5. Understand that picky eating is normal
It is developmentally normal for children to go through a very picky-eating phase and restrict their eating. Studies estimate that between 8 and 54 per cent of children are identified as picky eaters during their preschool years. The theory around this is that it is important for children to learn what is and isn’t safe to eat, and so, for example, some 2-year-olds may prefer to eat food off their parents’ plate, as they know it’s safe.
This is the age when it would be easy to start only giving them their safe foods, but you need to make sure that it isn’t you who is restricting their food. A good approach is to offer something that you know they are comfortable with, and a new food with no expectation or pressure to eat it. Research shows that children need to have around 15 positive experiences with a food before they accept it into the range of food they will eat.
Of course, there are certain foods that people can have a sensitivity to, like cow’s milk or raw tomatoes, so they might choose not to have it. But what’s been lost in our attempts to give children more autonomy is an understanding that children are not small adults. They are developing and learning to live in our society. So they also need to learn to eat things they don’t love because that’s necessary for health, for environmental sustainability, functioning in society and expanding their range of experiences in life. Just keep offering varied foods and understand that a child doesn’t have to love a food to be able to tolerate it and eat it.

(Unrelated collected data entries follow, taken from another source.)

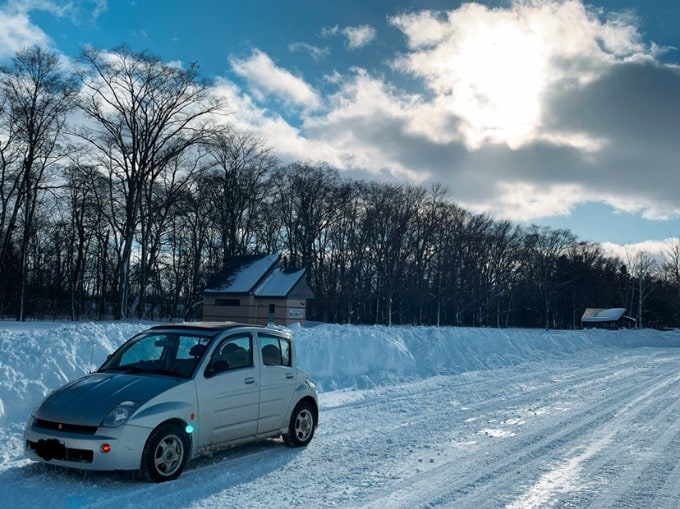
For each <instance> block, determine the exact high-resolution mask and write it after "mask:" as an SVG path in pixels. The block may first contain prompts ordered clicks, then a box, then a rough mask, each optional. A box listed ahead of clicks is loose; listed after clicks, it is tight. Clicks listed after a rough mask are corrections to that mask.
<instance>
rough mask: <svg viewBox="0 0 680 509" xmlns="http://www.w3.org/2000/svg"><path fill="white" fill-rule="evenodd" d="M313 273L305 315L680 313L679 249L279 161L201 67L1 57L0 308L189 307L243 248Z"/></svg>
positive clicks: (87, 313) (129, 317) (516, 314)
mask: <svg viewBox="0 0 680 509" xmlns="http://www.w3.org/2000/svg"><path fill="white" fill-rule="evenodd" d="M275 252H276V253H282V254H283V256H284V257H285V259H286V262H287V263H288V264H289V265H290V266H297V267H303V266H304V267H306V268H307V269H308V274H309V283H310V285H311V286H312V288H313V289H314V292H315V294H316V298H315V299H314V301H312V302H311V303H310V309H309V316H308V318H309V319H312V320H321V321H328V322H343V323H347V322H349V323H364V324H365V323H368V324H373V323H376V324H387V325H389V324H427V325H471V326H491V327H512V326H529V327H549V328H555V327H557V328H573V327H578V326H579V322H580V317H581V315H582V313H583V311H584V309H585V308H586V307H625V308H626V309H627V311H628V314H630V315H632V316H633V317H635V318H636V319H637V323H638V324H640V325H644V326H649V327H651V326H658V327H661V326H674V325H678V324H680V307H679V306H678V302H680V299H679V298H678V297H679V296H680V248H679V247H678V246H675V247H674V248H673V247H671V248H669V252H668V253H667V254H666V256H665V258H664V259H663V260H659V259H657V258H654V257H652V256H651V255H648V254H645V253H642V254H640V253H638V254H636V255H632V254H631V256H630V257H629V259H625V260H622V259H619V258H615V257H612V256H609V255H606V254H605V253H604V252H603V250H602V248H601V247H600V246H599V245H597V244H593V243H588V242H582V241H579V240H578V239H577V238H576V237H575V235H573V234H572V233H571V232H570V231H568V230H563V229H553V228H549V227H538V226H523V225H518V224H513V223H512V222H509V221H505V220H497V219H494V218H492V217H489V216H487V215H483V214H476V213H471V212H469V211H466V210H464V209H462V208H461V207H459V206H457V205H456V204H454V203H452V202H451V201H450V200H449V199H448V196H447V191H446V189H444V188H442V187H439V186H433V187H429V188H424V187H419V186H412V185H394V184H388V183H384V182H368V181H359V180H350V179H347V178H343V177H342V176H341V174H340V172H339V171H337V170H336V169H334V168H331V167H329V166H328V165H326V164H324V163H318V162H303V161H300V162H296V163H292V164H285V165H284V164H282V163H281V162H280V161H279V160H278V158H277V157H276V155H275V154H274V153H272V151H271V149H269V148H268V146H267V143H266V140H260V139H257V138H255V137H254V136H252V135H251V134H249V133H244V132H238V131H237V130H235V129H232V128H230V127H229V117H228V105H226V104H221V103H220V102H219V101H218V100H216V99H215V97H214V96H213V95H212V94H211V90H210V84H209V83H207V82H205V81H202V80H201V79H200V77H199V75H198V73H197V69H196V68H195V67H194V66H191V67H189V69H181V68H179V67H176V66H171V65H168V64H166V63H164V62H162V61H161V60H159V59H158V58H157V57H155V56H153V55H150V54H148V53H146V52H133V51H132V50H130V49H129V48H127V47H125V46H121V47H119V48H116V49H115V50H112V51H100V50H95V49H91V48H88V49H86V50H84V51H83V52H82V55H81V58H80V59H79V60H78V61H77V62H74V63H70V64H69V66H68V67H66V66H65V64H64V63H62V62H61V61H60V60H59V58H58V56H57V55H56V54H52V53H50V52H49V51H46V50H44V49H41V48H39V47H34V48H30V49H26V50H24V51H21V52H19V53H17V54H16V55H15V57H14V58H13V59H12V61H11V62H10V63H9V64H8V65H5V66H3V67H1V68H0V317H2V318H15V319H17V320H25V319H28V318H31V319H40V318H68V319H73V320H78V319H104V318H106V319H110V318H115V319H123V318H147V319H167V318H181V317H183V316H184V315H185V313H186V312H187V311H188V310H189V309H190V308H191V306H192V305H194V304H195V303H197V302H198V301H200V300H201V294H202V291H203V288H204V285H205V283H206V280H207V279H208V278H210V277H211V276H212V275H213V274H214V273H215V272H217V271H218V270H219V269H220V268H221V266H222V264H223V262H224V260H225V259H228V258H229V257H231V256H236V255H242V254H256V253H275Z"/></svg>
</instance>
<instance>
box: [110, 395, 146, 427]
mask: <svg viewBox="0 0 680 509" xmlns="http://www.w3.org/2000/svg"><path fill="white" fill-rule="evenodd" d="M139 405H140V403H139V402H137V401H122V402H121V403H118V405H116V407H115V408H114V409H113V410H111V411H110V412H109V415H107V416H106V417H105V418H104V420H103V421H102V426H106V427H108V428H115V427H117V426H121V425H122V424H125V423H126V422H127V421H128V419H129V418H130V417H132V414H134V413H135V410H137V409H138V408H139Z"/></svg>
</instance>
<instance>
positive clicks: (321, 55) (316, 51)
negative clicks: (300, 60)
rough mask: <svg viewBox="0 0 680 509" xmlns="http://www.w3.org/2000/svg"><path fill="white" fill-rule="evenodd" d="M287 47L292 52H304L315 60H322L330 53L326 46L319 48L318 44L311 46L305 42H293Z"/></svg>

6. Think about what behaviour you’re modelling – consciously or unconsciously
Children take their cues about what they think about the world, their attitudes and beliefs, from parents. So do consider carefully what you’re modelling around food. If you look at your tummy and say (or even think) that “this is disgusting”, talk about losing weight or make derogatory comments about people being overweight – children will take all this in. There is evidence that children’s views align with parental unconscious bias rather than with parents’ articulated views. So one of the most important things you can do to support your children developing a positive relationship with food – and their bodies – is to model it yourself.
As told to Helen Thomson
If your child’s diet has become extremely restrictive, or if they are not growing or gaining weight appropriately, please consult your general practitioner.